Multivariate Spatio-Temporal Clustering: A Framework for Integrating Disparate Data to Understand Network Representativeness and Scaling Up Sparse Ecosystem Measurements

Thursday, 18 December 2014: 5:05 PM
Forrest M Hoffman1,2, Jitendra Kumar2, Damian Matthew Maddalena2,3, Zachary Langford2 and William Walter Hargrove4, (1)University of California Irvine, Department of Earth System Science, Irvine, CA, United States, (2)Oak Ridge National Laboratory, Climate Change Science Institute, Oak Ridge, TN, United States, (3)University of North Carolina at Wilmington, Geography and Geology, Wilmington, NC, United States, (4)USDA Forest Service Southern Research Station, Eastern Forest Environmental Threat Assessment Center, Asheville, NC, United States
Disparate in situ and remote sensing time series data are being collected to understand the structure and function of ecosystems and how they may be affected by climate change. However, resource and logistical constraints limit the frequency and extent of observations, particularly in the harsh environments of the arctic and the tropics, necessitating the development of a systematic sampling strategy to maximize coverage and objectively represent variability at desired scales.

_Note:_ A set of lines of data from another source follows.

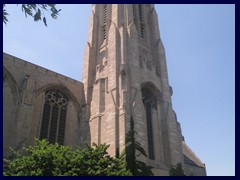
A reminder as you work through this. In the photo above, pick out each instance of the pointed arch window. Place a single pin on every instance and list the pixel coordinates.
(105, 22)
(149, 101)
(140, 11)
(54, 116)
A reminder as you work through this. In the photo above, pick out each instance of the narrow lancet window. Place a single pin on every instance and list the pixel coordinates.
(149, 101)
(105, 22)
(54, 116)
(140, 11)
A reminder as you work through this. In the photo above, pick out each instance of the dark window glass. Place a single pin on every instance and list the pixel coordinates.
(54, 116)
(149, 101)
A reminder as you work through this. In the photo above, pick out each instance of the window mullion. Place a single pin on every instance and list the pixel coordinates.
(49, 122)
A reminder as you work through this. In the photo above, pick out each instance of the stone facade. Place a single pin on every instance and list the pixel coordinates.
(124, 76)
(24, 87)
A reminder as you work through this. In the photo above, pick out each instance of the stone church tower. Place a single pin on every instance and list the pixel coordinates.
(125, 75)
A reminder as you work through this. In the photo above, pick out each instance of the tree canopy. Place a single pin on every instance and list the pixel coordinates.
(36, 11)
(45, 159)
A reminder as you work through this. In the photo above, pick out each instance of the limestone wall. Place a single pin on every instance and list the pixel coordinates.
(24, 89)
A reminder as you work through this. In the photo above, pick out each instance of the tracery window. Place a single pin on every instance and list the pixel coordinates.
(140, 11)
(149, 101)
(54, 116)
(105, 22)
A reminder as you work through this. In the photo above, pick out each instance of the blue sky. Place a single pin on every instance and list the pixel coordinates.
(200, 48)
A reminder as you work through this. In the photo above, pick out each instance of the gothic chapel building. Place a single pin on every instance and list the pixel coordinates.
(124, 76)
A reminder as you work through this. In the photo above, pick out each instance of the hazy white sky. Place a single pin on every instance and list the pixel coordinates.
(200, 48)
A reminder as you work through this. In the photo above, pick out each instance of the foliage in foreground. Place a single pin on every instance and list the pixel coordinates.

These regions host large areas of potentially vulnerable ecosystems that are poorly represented in Earth system models (ESMs), motivating two new field campaigns, called Next Generation Ecosystem Experiments (NGEE) for the Arctic and Tropics, funded by the U.S. Department of Energy. Multivariate Spatio-Temporal Clustering (MSTC) provides a quantitative methodology for stratifying sampling domains, informing site selection, and determining the representativeness of measurement sites and networks. We applied MSTC to down-scaled general circulation model results and data for the State of Alaska at a 4 km2 resolution to define maps of ecoregions for the present (2000–2009) and future (2090–2099), showing how combinations of 37 bioclimatic characteristics are distributed and how they may shift in the future. Optimal representative sampling locations were identified on present and future ecoregion maps, and representativeness maps for candidate sampling locations were produced. We also applied MSTC to remotely sensed LiDAR measurements and multi-spectral imagery from the WorldView-2 satellite at a resolution of about 5 m2 within the Barrow Environmental Observatory (BEO) in Alaska. At this resolution, polygonal ground features—such as centers, edges, rims, and troughs—can be distinguished. Using these remote sensing data, we up-scaled vegetation distribution data collected on these polygonal ground features to a large area of the BEO to provide distributions of plant functional types that can be used to parameterize ESMs. In addition, we applied MSTC to 4 km2 global bioclimate data to define global ecoregions and understand the representativeness of CTFS-ForestGEO, Fluxnet, and RAINFOR sampling networks. These maps identify tropical forests underrepresented in existing observations of individual and combined networks.